Een andere belangrijke parameter is de aanwezigheid van groeiremmende stoffen, ofwel residuen van antibiotica. Doordat ook hier een aanpassing van de meetmethode is doorgevoerd, zijn de cijfers vanaf 1 juli 2021 te vergelijken. Over 2022 bevatte 0,008 procent van de melkmonsters, ofwel 1 op 12.500, groeiremmende stoffen. In 2023 was dat 0,01 procent ofwel 1 op de 10.000 melkmonsters.

Ook voor boterzuur is er een lichte toename te zien. De aanwezigheid van boterzuursporen wordt vastgesteld door de gasvorming te meten in twee buizen. Bij gasvorming in één buis wordt dat weergegeven met één + waarde.

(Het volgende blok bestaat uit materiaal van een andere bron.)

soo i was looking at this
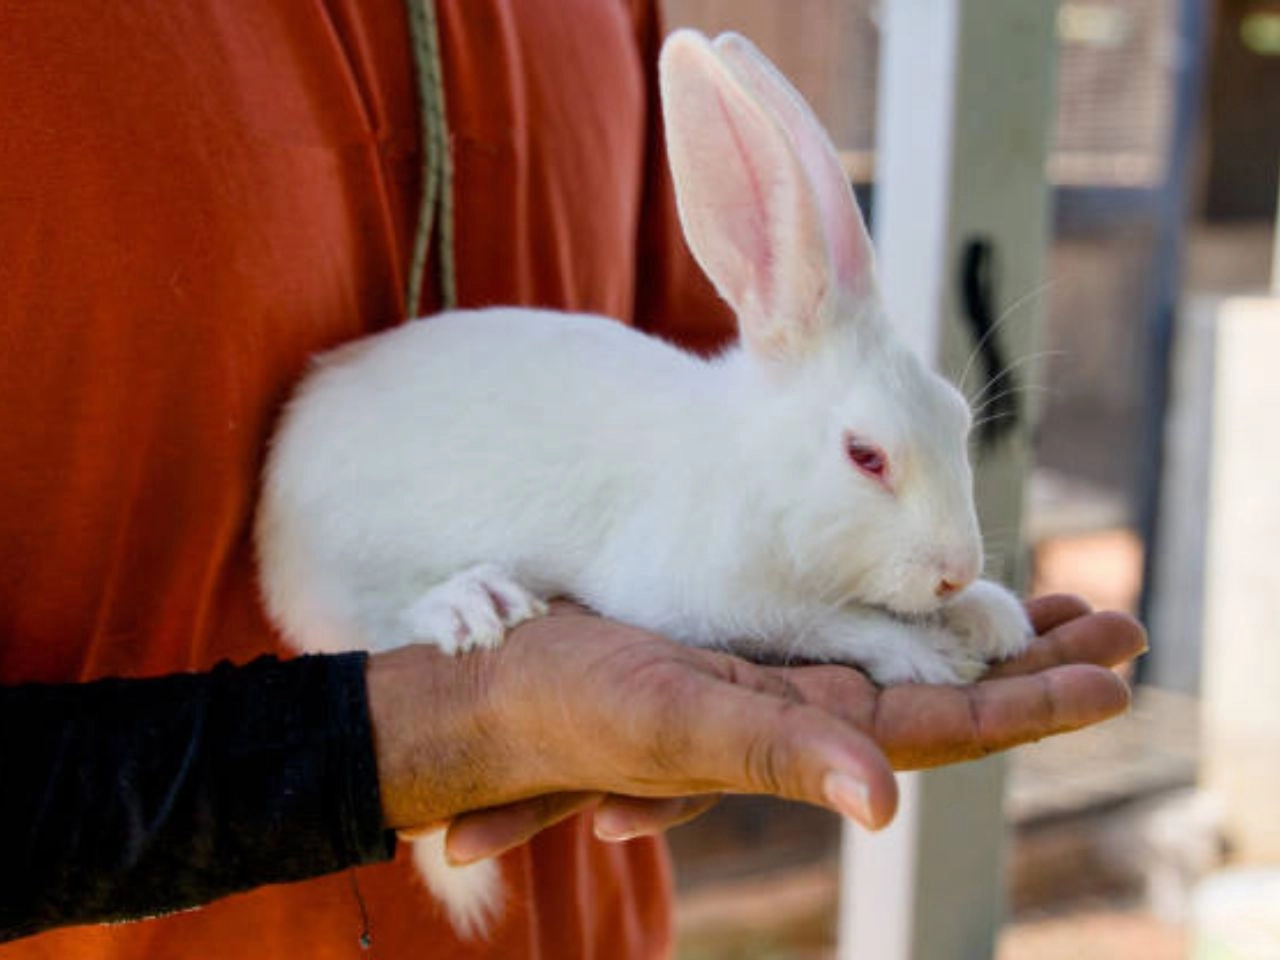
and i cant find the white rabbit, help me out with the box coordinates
[255,29,1032,938]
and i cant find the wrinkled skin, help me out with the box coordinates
[365,594,1145,865]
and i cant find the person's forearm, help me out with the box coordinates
[0,652,393,943]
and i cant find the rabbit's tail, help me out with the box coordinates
[412,831,505,939]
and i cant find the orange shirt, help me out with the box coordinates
[0,1,731,957]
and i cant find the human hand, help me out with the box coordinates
[367,600,901,838]
[367,595,1144,864]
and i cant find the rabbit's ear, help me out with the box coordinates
[659,30,834,362]
[712,33,876,305]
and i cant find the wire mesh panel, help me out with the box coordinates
[1052,0,1177,187]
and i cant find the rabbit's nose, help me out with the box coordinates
[936,578,962,599]
[934,548,980,598]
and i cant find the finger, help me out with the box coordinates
[1025,593,1093,634]
[593,794,722,841]
[877,664,1131,770]
[445,791,604,865]
[986,610,1148,679]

Gasvorming in beide buizen wordt weergegeven door twee keer een +. Het percentage met één + steeg met 0,3 procent licht naar 5,5 procent. Het percentage ++ steeg met 0,13 procent naar 0,79. Dit ligt binnen het bereik van de laatste tien jaar. Het is niet uitzonderlijk.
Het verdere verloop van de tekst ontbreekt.